Vectorization on various opencl implementations

I recently made the following change to an OpenCL code of mine, and the code gained 40% speed when running on Intel’s OpenCL.

https://github.com/fangq/mcxcl/commit/4bcfebdf37fb36fba56fd9bb46c12771e21a64b1#diff-3e7bff849d973dfbbbf2ff6591ee8862L216

the above change involves manual vectorization of consecutive lines for a float4 short vector.

My questions are:

  1. Intel’s OpenCL claims to do “auto-vectorization”. However, in my case, it appears that it was not effective, and I had to do it manually. Is there a flag that I have to set in order for Intel OCL to group vector operations?

  2. how about AMD’s OpenCL and NVIDIA’s opencl? do they vectorize such operations automatically? if not, is there a benefit doing manual vectorization on the GPU?

  3. My code runs 3x faster on Intel’s OCL than AMD’s OCL on the same CPU (Intel i7-4770K, Intel OCL produced 612 photon/ms, while AMD’s OCL produced only 205 photon/ms).

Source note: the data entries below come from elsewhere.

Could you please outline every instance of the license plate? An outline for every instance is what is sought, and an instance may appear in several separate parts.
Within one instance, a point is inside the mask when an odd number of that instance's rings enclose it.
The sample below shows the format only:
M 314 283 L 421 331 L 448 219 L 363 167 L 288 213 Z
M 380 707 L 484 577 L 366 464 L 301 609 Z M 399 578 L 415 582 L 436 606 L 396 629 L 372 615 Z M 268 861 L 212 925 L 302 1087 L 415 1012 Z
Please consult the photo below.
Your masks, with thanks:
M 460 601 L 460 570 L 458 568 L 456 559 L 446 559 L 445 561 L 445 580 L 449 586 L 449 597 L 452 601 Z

Any reason why such difference? my speed comparisons are shown in the bellow spreadsheet.

https://docs.google.com/spreadsheets/d/1QRILShH95S53SqlLabDxXB98JZ1ZzZ9TcZngjP6W3B8/edit#gid=0

  1. I made additional vectorization (mostly in the logistic_step function), which gained another 15% speed up with Intel OCL, but it failed to run on NVIDIA’s OCL.

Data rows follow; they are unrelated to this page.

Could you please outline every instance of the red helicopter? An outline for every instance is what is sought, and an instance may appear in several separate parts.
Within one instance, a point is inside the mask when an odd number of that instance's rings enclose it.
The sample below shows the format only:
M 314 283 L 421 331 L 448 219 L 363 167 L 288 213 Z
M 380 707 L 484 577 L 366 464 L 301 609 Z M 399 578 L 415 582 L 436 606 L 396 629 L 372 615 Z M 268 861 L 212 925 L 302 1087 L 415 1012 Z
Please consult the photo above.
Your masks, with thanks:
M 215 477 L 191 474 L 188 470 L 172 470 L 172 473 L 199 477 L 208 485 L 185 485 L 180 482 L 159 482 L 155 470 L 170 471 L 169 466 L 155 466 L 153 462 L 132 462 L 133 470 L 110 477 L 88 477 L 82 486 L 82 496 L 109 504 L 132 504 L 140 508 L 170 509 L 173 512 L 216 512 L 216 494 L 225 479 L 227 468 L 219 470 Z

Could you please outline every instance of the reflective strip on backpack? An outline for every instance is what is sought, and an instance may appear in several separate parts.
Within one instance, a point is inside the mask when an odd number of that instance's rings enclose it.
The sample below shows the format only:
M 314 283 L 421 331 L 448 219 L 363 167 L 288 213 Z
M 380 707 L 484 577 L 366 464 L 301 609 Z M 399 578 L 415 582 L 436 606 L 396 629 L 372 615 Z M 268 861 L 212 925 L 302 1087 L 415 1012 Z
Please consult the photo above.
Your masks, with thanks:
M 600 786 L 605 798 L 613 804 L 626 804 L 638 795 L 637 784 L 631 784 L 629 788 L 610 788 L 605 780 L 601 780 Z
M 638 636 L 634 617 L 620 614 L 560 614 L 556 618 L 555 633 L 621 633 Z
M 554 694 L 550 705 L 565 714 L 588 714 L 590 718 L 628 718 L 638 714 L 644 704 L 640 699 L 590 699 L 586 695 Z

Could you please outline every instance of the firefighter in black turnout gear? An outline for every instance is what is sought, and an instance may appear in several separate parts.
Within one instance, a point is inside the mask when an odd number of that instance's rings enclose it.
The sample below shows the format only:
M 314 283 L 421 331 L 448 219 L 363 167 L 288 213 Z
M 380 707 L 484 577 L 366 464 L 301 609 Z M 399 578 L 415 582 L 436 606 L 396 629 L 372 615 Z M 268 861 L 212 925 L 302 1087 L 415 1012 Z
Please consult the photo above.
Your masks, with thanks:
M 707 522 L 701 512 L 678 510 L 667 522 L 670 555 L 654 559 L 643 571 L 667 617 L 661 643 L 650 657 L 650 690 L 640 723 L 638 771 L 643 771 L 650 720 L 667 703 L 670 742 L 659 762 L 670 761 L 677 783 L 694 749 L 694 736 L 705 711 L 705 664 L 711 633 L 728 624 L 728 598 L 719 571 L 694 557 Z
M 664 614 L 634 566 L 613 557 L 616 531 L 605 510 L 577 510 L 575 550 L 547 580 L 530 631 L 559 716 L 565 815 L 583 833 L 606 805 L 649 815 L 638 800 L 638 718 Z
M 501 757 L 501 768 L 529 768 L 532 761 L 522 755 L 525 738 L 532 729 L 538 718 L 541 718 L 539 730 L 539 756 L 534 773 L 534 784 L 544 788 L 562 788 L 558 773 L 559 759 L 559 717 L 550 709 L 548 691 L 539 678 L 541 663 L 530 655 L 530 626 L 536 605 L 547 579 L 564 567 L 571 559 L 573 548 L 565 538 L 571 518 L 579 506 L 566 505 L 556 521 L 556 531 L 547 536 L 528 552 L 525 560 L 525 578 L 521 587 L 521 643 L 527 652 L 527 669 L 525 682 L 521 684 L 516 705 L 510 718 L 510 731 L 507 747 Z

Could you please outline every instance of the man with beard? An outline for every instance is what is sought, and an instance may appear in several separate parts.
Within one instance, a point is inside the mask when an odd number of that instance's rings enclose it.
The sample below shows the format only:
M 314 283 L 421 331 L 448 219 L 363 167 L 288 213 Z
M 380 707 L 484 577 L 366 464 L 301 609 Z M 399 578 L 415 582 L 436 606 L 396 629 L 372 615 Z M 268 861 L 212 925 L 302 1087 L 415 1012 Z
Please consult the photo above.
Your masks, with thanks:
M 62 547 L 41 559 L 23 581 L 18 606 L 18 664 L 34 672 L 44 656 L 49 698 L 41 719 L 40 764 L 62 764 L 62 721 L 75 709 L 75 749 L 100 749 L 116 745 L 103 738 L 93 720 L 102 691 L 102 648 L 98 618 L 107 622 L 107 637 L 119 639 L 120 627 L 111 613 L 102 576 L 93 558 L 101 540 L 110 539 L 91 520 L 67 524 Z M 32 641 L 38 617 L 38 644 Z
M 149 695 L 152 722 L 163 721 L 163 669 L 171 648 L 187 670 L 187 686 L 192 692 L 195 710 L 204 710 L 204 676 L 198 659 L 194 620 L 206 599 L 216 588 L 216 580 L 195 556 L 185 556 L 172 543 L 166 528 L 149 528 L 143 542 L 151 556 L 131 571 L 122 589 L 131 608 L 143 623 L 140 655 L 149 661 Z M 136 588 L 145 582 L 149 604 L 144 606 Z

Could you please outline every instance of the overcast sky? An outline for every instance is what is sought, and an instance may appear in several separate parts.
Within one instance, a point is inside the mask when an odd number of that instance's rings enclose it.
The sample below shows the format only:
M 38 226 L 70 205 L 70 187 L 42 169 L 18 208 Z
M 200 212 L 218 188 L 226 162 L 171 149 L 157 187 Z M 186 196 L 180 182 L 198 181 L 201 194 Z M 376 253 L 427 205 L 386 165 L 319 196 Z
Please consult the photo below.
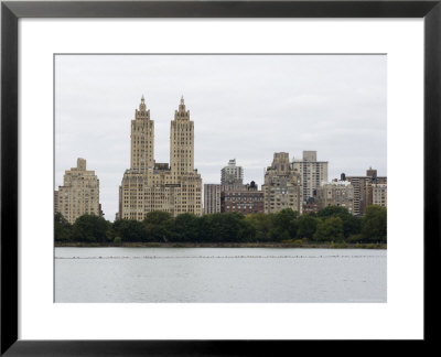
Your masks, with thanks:
M 100 184 L 114 220 L 130 166 L 130 120 L 144 95 L 157 162 L 170 162 L 181 95 L 195 127 L 195 169 L 219 183 L 229 159 L 263 182 L 275 152 L 316 150 L 330 180 L 386 172 L 385 55 L 57 55 L 55 186 L 76 159 Z

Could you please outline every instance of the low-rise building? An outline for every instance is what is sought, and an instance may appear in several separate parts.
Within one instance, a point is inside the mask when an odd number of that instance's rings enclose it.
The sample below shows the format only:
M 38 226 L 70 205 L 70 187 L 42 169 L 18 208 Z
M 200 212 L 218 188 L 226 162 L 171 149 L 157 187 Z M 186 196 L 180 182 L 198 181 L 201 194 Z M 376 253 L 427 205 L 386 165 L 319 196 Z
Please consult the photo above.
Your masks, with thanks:
M 83 215 L 100 215 L 99 180 L 95 171 L 86 170 L 86 160 L 66 170 L 63 186 L 58 186 L 58 212 L 71 224 Z
M 244 215 L 263 212 L 263 192 L 251 183 L 243 185 L 240 190 L 220 192 L 220 212 L 240 212 Z

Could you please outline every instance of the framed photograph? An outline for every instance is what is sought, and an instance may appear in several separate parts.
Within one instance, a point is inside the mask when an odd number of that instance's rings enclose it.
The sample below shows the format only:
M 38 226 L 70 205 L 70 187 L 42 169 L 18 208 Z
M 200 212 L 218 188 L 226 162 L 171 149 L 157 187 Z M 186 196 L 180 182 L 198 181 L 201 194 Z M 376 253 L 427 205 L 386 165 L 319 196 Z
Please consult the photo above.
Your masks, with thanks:
M 440 18 L 2 2 L 1 354 L 434 342 Z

https://github.com/fangq/mcxcl/commit/fc2d97830a380c73a427eab84a64aca3f3531dcc

can someone tell me what I did wrong with this change? (I cast a float[5] pointer to a float8 pointer in logistic_step(), but I did not read/write beyond the 5-float boundary)

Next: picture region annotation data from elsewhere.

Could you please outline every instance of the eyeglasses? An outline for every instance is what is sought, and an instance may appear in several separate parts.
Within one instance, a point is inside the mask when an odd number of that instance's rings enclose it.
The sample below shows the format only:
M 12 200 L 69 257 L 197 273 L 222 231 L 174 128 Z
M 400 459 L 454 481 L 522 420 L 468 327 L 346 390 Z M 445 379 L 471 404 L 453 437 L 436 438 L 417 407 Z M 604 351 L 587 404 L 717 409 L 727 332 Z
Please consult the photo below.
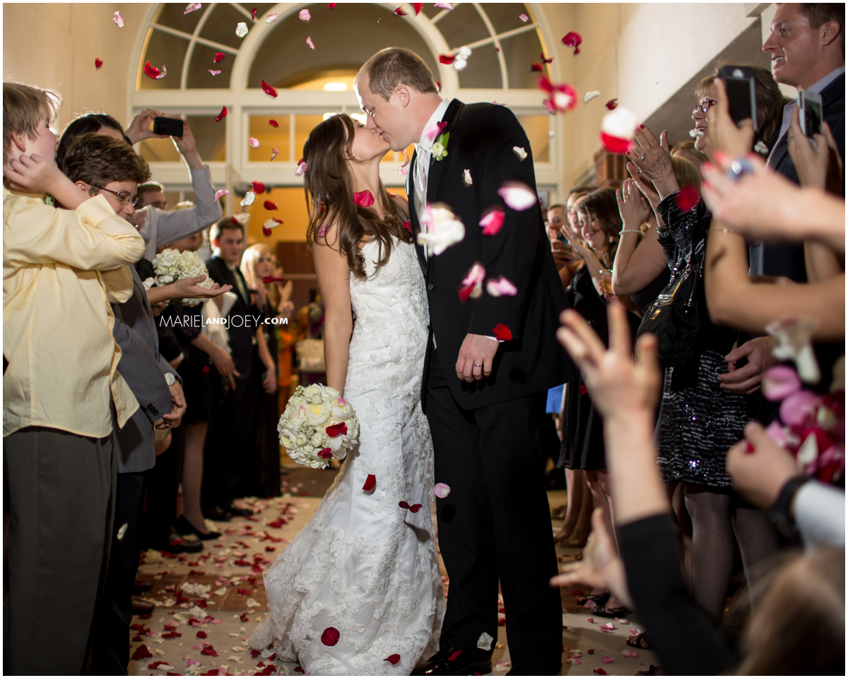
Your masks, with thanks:
M 708 110 L 710 110 L 711 106 L 715 106 L 715 105 L 716 105 L 715 99 L 704 99 L 703 101 L 700 102 L 700 103 L 699 103 L 697 106 L 695 107 L 695 109 L 696 111 L 700 110 L 703 111 L 704 113 L 706 113 Z
M 96 184 L 89 184 L 89 186 L 94 186 L 94 188 L 99 188 L 101 191 L 106 191 L 111 193 L 112 195 L 114 195 L 115 197 L 118 198 L 118 202 L 120 202 L 121 205 L 131 204 L 133 207 L 136 207 L 142 200 L 140 197 L 130 195 L 126 191 L 121 191 L 119 193 L 117 191 L 113 191 L 111 188 L 106 188 L 106 186 L 97 186 Z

Try experimenting with compiler options. (Appendix B) https://software.intel.com/sites/landingpage/opencl/user-guide/index.htm?wapkw=(Apple)

  1. how about AMD’s OpenCL and NVIDIA’s opencl? do they vectorize such operations automatically? if not, is there a benefit doing manual vectorization on the GPU?

Their modern GPUs are scalar and there should not be impact at all. I.e., CUDA C doesn’t even have vector types. AMD docs say “vectorization is not required nor desirable”, which actually contradicts the fact that they have vector registers.

  1. My code runs 3x faster on Intel’s OCL than AMD’s OCL on the same CPU (Intel i7-4770K, Intel OCL produced 612 photon/ms, while AMD’s OCL produced only 205 photon/ms). Any reason why such difference? my speed comparisons are shown in the bellow spreadsheet.

Their compiler is just better. There are cases when Intel OCL is faster even on AMD CPU (when it works at all). :smiley: